If you’re feeling adventurous, or just want to try eating more offal and adopting a nose-to-tail lifestyle, I recommend this Egyptian tripe stew as a gateway recipe to get you acquainted with the delicious world of tripe! One bonus is that it’s super easy to make, and very cheap if you can get your hands on some tripe.
I would say that tripe is not for the faint of heart. Most urbanised people have never even tasted tripe (if my unscientific, anecdotal survey of city-dwellers is anything to go by). I definitely know that when I was at university in Cairo most of my classmates and friends had never even heard of tripe or kersha as we call it in Egyptian Arabic. I credit my mother for teaching me about the delights of offal and particularly tripe. She grew up in a semi-rural area in the Nile Delta area, where the cuisine is often very different to that of Upper Egypt (the southern half of the country) and is quite different to that of the big monster city of Cairo. In all the years I lived in Cairo, I never saw this served at a restaurant anywhere, and trust me I ate at MANY restaurants in Cairo, from the small street stalls to the fancy, big hotel, five-star joints. I don’t know if any new restaurants have opened up that do serve it; if you know of any, let me know in the comments!

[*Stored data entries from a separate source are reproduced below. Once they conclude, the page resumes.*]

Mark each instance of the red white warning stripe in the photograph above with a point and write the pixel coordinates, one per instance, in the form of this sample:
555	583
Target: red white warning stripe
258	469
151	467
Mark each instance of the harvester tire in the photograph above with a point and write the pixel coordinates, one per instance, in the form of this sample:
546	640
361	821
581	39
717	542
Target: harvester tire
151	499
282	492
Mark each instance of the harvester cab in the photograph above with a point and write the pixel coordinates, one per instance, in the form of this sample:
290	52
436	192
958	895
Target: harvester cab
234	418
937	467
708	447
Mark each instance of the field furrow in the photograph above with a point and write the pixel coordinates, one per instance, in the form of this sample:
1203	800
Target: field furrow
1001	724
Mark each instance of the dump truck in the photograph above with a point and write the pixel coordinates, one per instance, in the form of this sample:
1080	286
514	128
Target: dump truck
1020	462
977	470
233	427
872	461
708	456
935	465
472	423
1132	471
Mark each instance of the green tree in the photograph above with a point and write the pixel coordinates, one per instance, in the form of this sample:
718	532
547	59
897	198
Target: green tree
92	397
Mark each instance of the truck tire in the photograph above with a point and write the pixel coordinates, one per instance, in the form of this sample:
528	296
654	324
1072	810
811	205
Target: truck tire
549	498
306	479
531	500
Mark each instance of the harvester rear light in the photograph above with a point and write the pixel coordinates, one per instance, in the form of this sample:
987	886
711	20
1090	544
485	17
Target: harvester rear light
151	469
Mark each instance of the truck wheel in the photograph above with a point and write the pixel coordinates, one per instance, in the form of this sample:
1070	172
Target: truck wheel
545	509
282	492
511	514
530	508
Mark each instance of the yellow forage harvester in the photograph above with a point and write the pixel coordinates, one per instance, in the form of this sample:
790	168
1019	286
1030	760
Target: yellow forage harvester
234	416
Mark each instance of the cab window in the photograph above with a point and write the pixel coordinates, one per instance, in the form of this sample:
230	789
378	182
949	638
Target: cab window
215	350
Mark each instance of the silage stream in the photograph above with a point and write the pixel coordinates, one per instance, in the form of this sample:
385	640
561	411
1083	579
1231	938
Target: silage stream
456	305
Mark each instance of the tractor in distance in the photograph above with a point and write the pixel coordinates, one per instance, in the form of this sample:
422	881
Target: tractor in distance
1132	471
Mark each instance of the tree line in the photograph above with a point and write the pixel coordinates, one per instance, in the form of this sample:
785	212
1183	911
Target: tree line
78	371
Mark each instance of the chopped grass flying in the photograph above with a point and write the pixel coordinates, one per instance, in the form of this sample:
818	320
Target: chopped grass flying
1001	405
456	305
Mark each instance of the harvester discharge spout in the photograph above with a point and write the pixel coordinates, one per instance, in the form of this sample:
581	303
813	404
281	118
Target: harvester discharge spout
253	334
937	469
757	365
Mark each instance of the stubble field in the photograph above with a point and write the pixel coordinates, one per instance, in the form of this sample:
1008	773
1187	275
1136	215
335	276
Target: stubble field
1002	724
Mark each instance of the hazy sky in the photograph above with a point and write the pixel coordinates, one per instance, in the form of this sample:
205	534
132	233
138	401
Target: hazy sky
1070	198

Some people find the idea of eating tripe off-putting; but then again, this blog isn’t for the faint of heart or closed minded types. This is for people who are willing to go on a food adventure with me and explore the unusual, fascinating world of food at its best. If you are a brave food explorer, this is for you! And if you want to eat in a more mindful, sustainable way by honouring the animal that gave its life so you could have nourishment, well, this is also for you. I think the idea of “nose-to-tail” eating is great; however, it’s been around since humans first evolved in Africa. It’s a way of life for people in most parts of the world where every single part of the animal is put to use and nothing is wasted. And as I mentioned elsewhere, I absolutely hate food waste.

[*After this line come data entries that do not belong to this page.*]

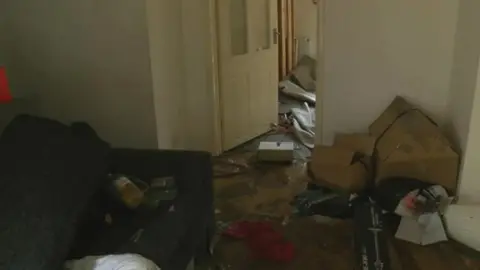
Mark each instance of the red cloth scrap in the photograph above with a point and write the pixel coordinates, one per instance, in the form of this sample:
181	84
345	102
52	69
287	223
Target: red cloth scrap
264	242
5	93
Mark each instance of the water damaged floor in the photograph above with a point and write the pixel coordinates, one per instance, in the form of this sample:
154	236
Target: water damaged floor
263	192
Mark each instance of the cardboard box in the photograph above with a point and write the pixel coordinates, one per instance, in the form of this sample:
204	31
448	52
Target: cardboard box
410	145
332	167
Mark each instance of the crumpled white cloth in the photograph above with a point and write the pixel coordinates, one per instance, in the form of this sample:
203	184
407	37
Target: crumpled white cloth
112	262
303	120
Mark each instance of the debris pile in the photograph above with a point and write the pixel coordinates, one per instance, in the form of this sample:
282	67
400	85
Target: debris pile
403	168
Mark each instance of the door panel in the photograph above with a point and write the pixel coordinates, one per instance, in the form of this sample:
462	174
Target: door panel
248	68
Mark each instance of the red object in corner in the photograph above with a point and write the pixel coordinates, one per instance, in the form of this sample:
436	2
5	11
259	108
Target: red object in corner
5	94
263	241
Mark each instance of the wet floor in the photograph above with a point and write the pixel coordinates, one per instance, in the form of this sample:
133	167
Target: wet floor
264	192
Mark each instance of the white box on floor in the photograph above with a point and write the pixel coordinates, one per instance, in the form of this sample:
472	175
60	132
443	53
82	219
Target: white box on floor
276	151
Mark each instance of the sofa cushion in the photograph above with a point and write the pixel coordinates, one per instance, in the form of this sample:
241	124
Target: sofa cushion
48	172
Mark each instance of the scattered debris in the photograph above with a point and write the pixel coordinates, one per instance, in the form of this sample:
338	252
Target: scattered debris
263	241
425	230
410	144
317	200
370	239
290	89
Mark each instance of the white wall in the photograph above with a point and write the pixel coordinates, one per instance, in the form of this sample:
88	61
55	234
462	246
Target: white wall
375	49
306	26
164	20
90	60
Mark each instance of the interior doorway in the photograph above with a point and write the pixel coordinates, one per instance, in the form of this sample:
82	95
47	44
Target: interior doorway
262	81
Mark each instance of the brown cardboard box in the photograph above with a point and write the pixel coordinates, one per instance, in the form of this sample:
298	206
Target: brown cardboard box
331	167
411	145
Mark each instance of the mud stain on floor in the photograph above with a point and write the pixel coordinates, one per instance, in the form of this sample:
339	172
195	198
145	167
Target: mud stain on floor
265	193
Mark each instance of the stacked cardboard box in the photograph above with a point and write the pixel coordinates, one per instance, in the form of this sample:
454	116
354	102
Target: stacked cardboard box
406	142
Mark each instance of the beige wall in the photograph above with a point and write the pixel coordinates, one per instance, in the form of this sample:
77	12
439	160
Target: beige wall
306	26
464	99
464	71
87	60
377	49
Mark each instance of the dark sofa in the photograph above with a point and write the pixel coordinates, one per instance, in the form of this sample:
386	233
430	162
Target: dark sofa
52	200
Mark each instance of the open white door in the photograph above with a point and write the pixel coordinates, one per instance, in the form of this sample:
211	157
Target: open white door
248	68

With the right treatment, tripe is absolutely delicious. This stew recipe is one of my favourite dishes of all time. It also has some very special memories for me; whenever I’d come home from abroad or on special occasions when I’d visit my aunt, she would always make this for me. Some of my other family members don’t like tripe stew, but my aunt would make it just for me. I miss her and miss those happier, more carefree times. So, I dedicate this tripe stew recipe to my aunt Nadia, I hope she’s doing well.

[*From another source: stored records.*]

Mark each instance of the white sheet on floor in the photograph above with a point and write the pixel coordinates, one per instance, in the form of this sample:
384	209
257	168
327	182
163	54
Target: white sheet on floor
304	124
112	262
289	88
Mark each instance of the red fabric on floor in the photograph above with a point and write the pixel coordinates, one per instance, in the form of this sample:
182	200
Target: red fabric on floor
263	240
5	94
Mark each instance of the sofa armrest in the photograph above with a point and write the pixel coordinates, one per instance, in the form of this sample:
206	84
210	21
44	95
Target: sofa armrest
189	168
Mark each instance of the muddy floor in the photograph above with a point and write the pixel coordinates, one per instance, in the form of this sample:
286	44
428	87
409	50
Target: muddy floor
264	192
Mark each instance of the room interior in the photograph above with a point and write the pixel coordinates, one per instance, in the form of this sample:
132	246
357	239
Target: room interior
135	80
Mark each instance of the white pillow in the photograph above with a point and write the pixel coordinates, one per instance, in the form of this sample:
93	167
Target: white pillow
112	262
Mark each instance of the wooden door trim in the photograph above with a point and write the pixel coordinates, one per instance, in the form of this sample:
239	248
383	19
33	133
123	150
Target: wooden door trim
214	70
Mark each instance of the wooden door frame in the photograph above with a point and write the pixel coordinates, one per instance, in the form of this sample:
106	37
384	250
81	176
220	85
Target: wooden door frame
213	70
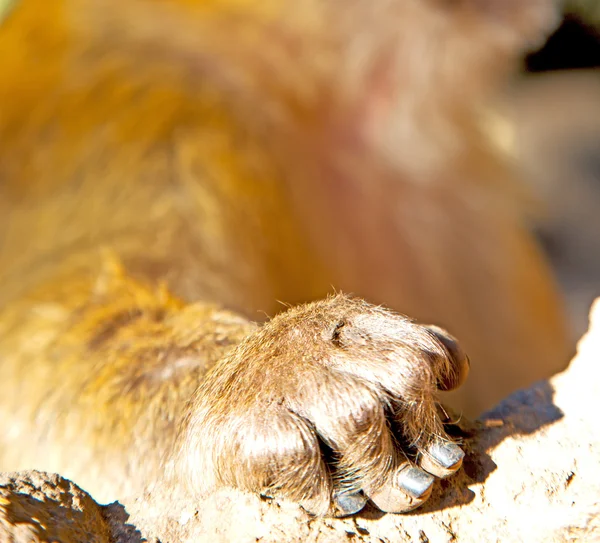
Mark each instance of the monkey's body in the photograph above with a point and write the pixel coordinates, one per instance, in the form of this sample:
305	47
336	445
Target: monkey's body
243	173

- Approximately 500 grams or 1 lb of mixed honeycomb and omasum tripe.
- One can of whole Roma tomatoes, with the juice and all.
- One large onion
- Five cloves of garlic
- One teaspoon each of powdered black pepper, cumin, and coriander and 1/4 teaspoon chilli flakes.
- One tablespoon sugar
- Salt to taste
- Two tablespoons canola oil
- One can whole chickpeas or two cups of cooked chickpeas
- Half a cup of white vinegar for soaking the tripe before cooking.
- Pita bread to serve.
- Wash the tripe thoroughly with water, then place it in a bowl with vinegar and salt. Let it sit for at least 30 minutes and no more than an hour.
- After the tripe has been soaking in vinegar, rinse it with cold water, then place it in a medium pot with fresh water and boil for 5 minutes. Discard the water and set the tripe aside.
- In a medium-large pot, heat the canola oil, then add the chopped onion and garlic. Sauté until the onion is golden, season with salt and pepper.
- Slice the tripe into bite-size pieces, then add to the onion mixture. Sauté until the tripe starts to brown a little. Add the spices (cumin, coriander, more black pepper, and the chilli flakes).
- Add the canned tomatoes; you can use crushed tomatoes or you can use whole ones. If you use whole tomatoes make sure to break them up with a wooden spoon in the pot as they are cooking. When the mixture starts to boil, add two to three cups of hot water. Mix thoroughly.
- Bring to a boil, then cover and lower the heat. Allow to simmer on medium low heat for one hour. Serve with fresh pita bread or steamed rice, and enjoy!